At that moment a tall man with a bouquet of Memphis roses and fern in green paper strode by. He tipped his hat to Shelley, and then puckering his handsome, pale lips, looked down at the Fairchild graves. "How many more of you are there?" he said suddenly.
"More of us? Seven—eight—no—I forgot—I forgot the old people—" Shelley gripped Laura's hand again. "Dr. Murdoch, this is my cousin—"
"You'll have to consider your own progeny too," said Dr. Murdoch, rubbing his chin with a delicate touch of his thumb. "Look. Dabney and that fellow she's marrying will have three or four at the least. That will give them room, over against the Hunters—have to take up your rose bush." He wheeled about. "Primrose and Jim Allen naturally go here, in line with Rowena and What's-his-name that was killed, and his wife. An easy two here. George and the Reid girl probably won't have children—he doesn't strike me as a family man."
"He is so!" flashed Shelley.
"Nope, no more than Denis. I grew up with Denis and knew him like a book, and George's a second edition. Of course, grant you, he's got that spirited little filly the Reid girl trotting with him. You—what are you going to do, let your little sisters get ahead of you? You ought to get married and stop that God-forsaken mooning. Who is it, Dickie Boy Featherstone? I don't like the white of your eye," and all at once he was pulling down Shelley's lower eyelid with his delicate thumb. "You're mooning. All of you stay up too late, dancing and what not, you all eat enough rich food to kill a regiment, but I won't try to stop the unpreventable."
He turned abruptly and stepped off a number of steps. "You'll marry in a year and probably start a houseful like your mother. Got the bones, though. Tell your mothe
r to call a halt. She'll go here, and Battle here, that's all right—pretty crowded, though. You and your outfit can go here below Dabney and hers. I know how it could be done. How many more of you are there? I've lost track. Who's this?" and he stopped his stepping off in front of Laura and glared down at her.
"Aunt Annie Laurie's daughter," said Shelley and with a trembling finger pointed at the new shaft.
"Ah!" He made a wry face as if he would prefer they hadn't mentioned Annie Laurie. "Jackson's a very unhealthy place, she talked herself into marrying a business man, moving to Jackson. Danced too much as a girl to start with, danced away every chance she had of dying an old lady, and I told her so, though she looked good. It's God's wonder she ever had you, and kept you alive!" He gave Laura a slight push on the shoulder. "Of course you were born here. I brought you into this world and slapped you to ticking, Buster." He flicked her collarbone with his knuckle. "Stay away from Jackson. Hills and valleys collect moisture, that's my dogma and creed."
"We have to go now, Dr. Murdoch, we're so busy at our house. We've got all the company in the world," said Shelley.
"What are you going to do about Virgie Lee, let her in? She'd go in. Be a good thing if Maureen would up and die—that aunt of yours, too, Aunt Shannon—both of 'em, Mac's a thousand years old."

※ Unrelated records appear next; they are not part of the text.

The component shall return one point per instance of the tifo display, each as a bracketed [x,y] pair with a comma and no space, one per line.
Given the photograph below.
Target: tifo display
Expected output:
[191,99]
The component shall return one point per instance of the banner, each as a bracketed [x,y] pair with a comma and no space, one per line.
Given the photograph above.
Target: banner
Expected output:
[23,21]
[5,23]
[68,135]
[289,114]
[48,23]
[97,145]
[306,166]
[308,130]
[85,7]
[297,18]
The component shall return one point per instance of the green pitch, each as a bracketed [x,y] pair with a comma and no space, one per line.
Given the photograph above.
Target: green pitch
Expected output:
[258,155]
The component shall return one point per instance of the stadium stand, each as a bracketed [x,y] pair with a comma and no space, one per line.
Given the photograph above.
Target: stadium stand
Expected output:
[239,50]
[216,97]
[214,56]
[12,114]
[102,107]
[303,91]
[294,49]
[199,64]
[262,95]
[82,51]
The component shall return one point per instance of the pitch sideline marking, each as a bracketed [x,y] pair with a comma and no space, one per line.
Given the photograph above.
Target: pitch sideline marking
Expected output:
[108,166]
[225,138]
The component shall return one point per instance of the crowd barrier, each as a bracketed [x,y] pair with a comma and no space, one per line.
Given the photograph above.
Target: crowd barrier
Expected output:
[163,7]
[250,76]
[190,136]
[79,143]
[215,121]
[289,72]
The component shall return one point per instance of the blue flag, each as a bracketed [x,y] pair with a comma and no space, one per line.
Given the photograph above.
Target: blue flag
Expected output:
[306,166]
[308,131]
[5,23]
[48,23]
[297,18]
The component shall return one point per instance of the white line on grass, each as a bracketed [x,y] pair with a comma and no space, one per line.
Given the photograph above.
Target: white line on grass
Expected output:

"Will you excuse us, Dr. Murdoch?"
"But—can't do a thing about Delta people," said Dr. Murdoch. "They're the worst of all. One myself, can't do a thing about myself."
He glared at them and swung off.
Shelley stood where she was and rubbed her eye tenderly, like a bruise.
"When are you going to get married, Shelley?" asked Laura faintly.
"Never," said Shelley.
"Me neither," said Laura.
After Dr. Murdoch, how beautiful the store looked!
Any member of the Fairchild family in its widest sense, who wanted to, could go into the store, walk behind the counter, reach in and take anything on earth, without having to pay or even specify exactly what he took. It was like the pantry at Shellmound. Anything was all right, since they were all kin.